Kamu ihalelerinde kullanılan şartnamelerde ve Yerli Malı Belgesi düzenlemelerinde halen “Ticaret Odası üyesi olması gerektiği” açık bir şekilde belirtildiğinin altını çizen Başkan Ardıç, bu ifadenin sanayicileri ve Sanayi Odalarına kayıtlı işletmeleri kapsam dışı bıraktığını ve üretim yapan kesimi hak ettiği biçimde temsil etmediğini dile getirdi.

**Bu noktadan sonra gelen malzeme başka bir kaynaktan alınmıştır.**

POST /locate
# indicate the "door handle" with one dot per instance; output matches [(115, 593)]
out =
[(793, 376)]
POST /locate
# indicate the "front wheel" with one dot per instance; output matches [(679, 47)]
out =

Bu noktada sanayiciler tarafından güçlü bir şekilde dile getirilen talebi bir kez daha ifade eden Ardıç, konuşmasını şu sözlerle tamamladı: “Söz konusu ibare, ‘Ticaret Odası ve/veya Sanayi Odası üyesi olma’ şeklinde düzenlenmelidir. Böyle bir değişiklik; katılımda eşitlik sağlayacak, rekabeti artırarak kaliteyi yükseltecek, yerli üretimi ve sanayicinin emeğini görünür kılacak, kamu ihalelerinin ülkemizin üretim gücünü daha doğru yansıtmasına katkı sağlayacaktır. Böylelikle hem adalet sağlanacak hem de sanayicilerimizin üretim gücü kamu ihalelerine yansıyacaktır. Sanayi Odaları olarak bizler, bu değişikliğin en kısa zamanda hayata geçirilmesini temenni ediyor, bu konuda hepinizin desteğini bekliyoruz.”